Torrant grimaced. “Did it work?”
“Oh, I can spend money with the best of them.” She smiled at him with dancing eyes. “But I spend it all on books, so I’m still a disappointment.”
“I highly doubt that.”
She
flushed and grabbed their hands in a rush and tore through the school to show which classroom was which and where the privies were.
“This is the dining hall,” she said, after they had taken several turns, sets of stairs up and down, and bends around the corridor. She had narrated a breathless travelogue for the last hour. This here is the natural science wing. Aldam, you’ll be here a lot and so will you, Torrant, but you’ll also be here. This is the humanities wing, and this is the government professor’s room…. Why do you have so many classes in there? Why do you have so many classes in general—it’s like you’re learning to be two different people. And here’s the boys’ shower, and the girls’ shower…. No, we don’t take them together; there’s sort of a rule about that. And here is the library….
They had actually stayed in the library for a few moments, mostly so Torrant could look around in awe as he took in the vast number of books. Professor Nica ran the library as she ran the registrar, with a troop of able assistants culled from her favorite students, and before they left Trieste had to promise Torrant that he’d eventually spend so much time in the library that he’d be sick of it.
And then the travelogue had started again: And here’s the secondary door to outside, and the great hall leads to the front entrance, with the steps and the arches and everything. You two came in through the back. Was that because you stopped at the stables? You’ll have to see the front entrance, because it’s what you think about when you imagine the college. Here, follow me. Now if we go back in through here, you’ll see….

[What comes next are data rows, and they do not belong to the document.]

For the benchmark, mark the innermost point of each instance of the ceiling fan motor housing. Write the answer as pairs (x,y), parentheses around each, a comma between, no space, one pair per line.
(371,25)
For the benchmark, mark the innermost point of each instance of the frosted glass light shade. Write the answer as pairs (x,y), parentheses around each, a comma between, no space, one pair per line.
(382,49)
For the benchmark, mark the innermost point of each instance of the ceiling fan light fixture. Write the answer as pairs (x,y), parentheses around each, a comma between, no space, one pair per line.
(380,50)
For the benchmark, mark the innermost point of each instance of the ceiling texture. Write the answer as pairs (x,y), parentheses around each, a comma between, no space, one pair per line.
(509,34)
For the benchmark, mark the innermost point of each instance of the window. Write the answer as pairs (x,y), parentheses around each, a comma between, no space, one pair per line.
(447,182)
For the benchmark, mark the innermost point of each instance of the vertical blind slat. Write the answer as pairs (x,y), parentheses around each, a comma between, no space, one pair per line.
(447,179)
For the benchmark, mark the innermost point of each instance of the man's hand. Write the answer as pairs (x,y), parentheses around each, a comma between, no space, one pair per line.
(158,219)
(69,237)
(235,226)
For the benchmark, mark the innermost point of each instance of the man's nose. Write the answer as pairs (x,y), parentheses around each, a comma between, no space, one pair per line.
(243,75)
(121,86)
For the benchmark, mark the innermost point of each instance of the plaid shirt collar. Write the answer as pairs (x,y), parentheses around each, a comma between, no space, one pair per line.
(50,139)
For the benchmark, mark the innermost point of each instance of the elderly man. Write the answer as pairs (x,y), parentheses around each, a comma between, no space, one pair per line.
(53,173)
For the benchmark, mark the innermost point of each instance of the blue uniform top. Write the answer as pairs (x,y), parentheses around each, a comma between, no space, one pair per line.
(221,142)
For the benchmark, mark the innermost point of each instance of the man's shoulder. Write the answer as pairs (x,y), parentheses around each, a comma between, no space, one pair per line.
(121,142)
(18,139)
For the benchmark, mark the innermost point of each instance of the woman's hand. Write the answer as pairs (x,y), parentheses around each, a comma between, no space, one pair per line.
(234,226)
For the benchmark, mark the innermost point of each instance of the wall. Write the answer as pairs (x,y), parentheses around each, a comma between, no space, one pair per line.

And so on, until they reached the dining room. The dining hall was like everything else inside the school—large, impressive, darkly paneled, and at odds with every other decorating scheme inside the castle proper. Torrant had been going to ask why nothing seemed to match—why one room with baroque carvings in the moldings would fade into another that was all angles and why one room that was begun in white oak would be finished with ebony and one panel of maple—but the dark-haired girl rushing them along the multicolored tiles of the corridors never paused long enough for him to ask. “We often study here if the weather’s inclement. When it’s nice, there are tables out on the northwest side of the building that we usually gather at.”